The current paper adds to the extant record on infant mortality and disparities in infant mortality rates by demonstrating a powerful, robust association between variations in US infant mortality rates over the past half-century and the inclusion of a political variable: the political party of the president. Further research is needed to determine whether the association we have uncovered is causal, and to identify the mechanisms involved.

Supplementary Data

Supplementary data are available at IJE online.

Funding

This research was supported in part by the Eunice Kennedy Shriver National Institute of Child Health and Human Development (Grant #T32 HD007339) and also by a grant from the Russell Sage Foundation.

Supplementary Material

Supplementary Data

Acknowledgements

The authors would also like to acknowledge helpful conversations with James DeNardo, Teresa E. Seeman, Mark Q. Sawyer, David O. Sears, Peter M. Bentler, James S. Jackson, Matias Cattaneo and Tim Vogelsand, and the support of Libbie Stephenson and Jamie Jamison at the UCLA Social Science Data Archive.

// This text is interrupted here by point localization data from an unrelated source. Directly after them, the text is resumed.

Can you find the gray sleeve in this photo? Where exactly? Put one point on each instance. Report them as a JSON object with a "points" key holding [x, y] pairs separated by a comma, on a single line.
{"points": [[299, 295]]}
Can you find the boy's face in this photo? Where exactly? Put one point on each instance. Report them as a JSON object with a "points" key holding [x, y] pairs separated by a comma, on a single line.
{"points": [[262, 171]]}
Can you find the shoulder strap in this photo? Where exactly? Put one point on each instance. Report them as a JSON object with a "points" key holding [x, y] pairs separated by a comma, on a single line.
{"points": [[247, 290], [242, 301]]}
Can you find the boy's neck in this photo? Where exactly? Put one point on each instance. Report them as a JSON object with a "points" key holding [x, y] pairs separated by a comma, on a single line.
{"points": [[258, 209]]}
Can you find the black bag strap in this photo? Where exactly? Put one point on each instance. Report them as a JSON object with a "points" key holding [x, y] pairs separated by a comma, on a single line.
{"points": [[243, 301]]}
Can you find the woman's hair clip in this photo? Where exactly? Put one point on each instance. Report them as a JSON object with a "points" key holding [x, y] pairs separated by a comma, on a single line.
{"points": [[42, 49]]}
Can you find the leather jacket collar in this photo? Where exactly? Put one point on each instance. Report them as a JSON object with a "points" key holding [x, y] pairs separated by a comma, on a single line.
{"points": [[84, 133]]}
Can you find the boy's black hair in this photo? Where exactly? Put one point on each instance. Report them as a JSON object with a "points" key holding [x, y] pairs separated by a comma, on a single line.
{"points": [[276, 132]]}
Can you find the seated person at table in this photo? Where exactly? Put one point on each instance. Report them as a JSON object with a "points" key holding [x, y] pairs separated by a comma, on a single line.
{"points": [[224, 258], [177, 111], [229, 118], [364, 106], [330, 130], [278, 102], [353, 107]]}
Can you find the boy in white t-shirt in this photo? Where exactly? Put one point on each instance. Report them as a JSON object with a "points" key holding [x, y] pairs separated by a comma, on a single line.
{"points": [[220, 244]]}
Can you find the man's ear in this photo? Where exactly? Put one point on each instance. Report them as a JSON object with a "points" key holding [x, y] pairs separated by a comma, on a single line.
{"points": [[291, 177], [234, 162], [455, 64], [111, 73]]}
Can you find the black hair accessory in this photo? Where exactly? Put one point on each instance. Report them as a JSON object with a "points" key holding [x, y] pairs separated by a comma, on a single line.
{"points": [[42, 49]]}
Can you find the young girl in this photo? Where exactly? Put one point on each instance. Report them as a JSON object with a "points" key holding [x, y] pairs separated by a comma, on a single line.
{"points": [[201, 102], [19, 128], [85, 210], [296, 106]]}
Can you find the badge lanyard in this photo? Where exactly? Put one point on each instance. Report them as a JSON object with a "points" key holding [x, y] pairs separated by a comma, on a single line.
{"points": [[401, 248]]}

Conflict of interest: None declared.

KEY MESSAGES.

  • Since 1965, net-of-trend US infant mortality rates (IMR) are associated with the party that holds the presidency, with IMR decreasing under Democratic administrations and increasing under Republican Administrations.

  • This 3% gap holds for neonatal and postneonatal mortality rates and for US Blacks and Whites, implying larger absolute effects for Blacks.

  • Findings are robust to controls for income, education, unemployment, smoking and birth and abortion rates, as well as to statistical de-trending methods.

  • Further research is needed to determine whether the association is causal, and to identify mechanisms.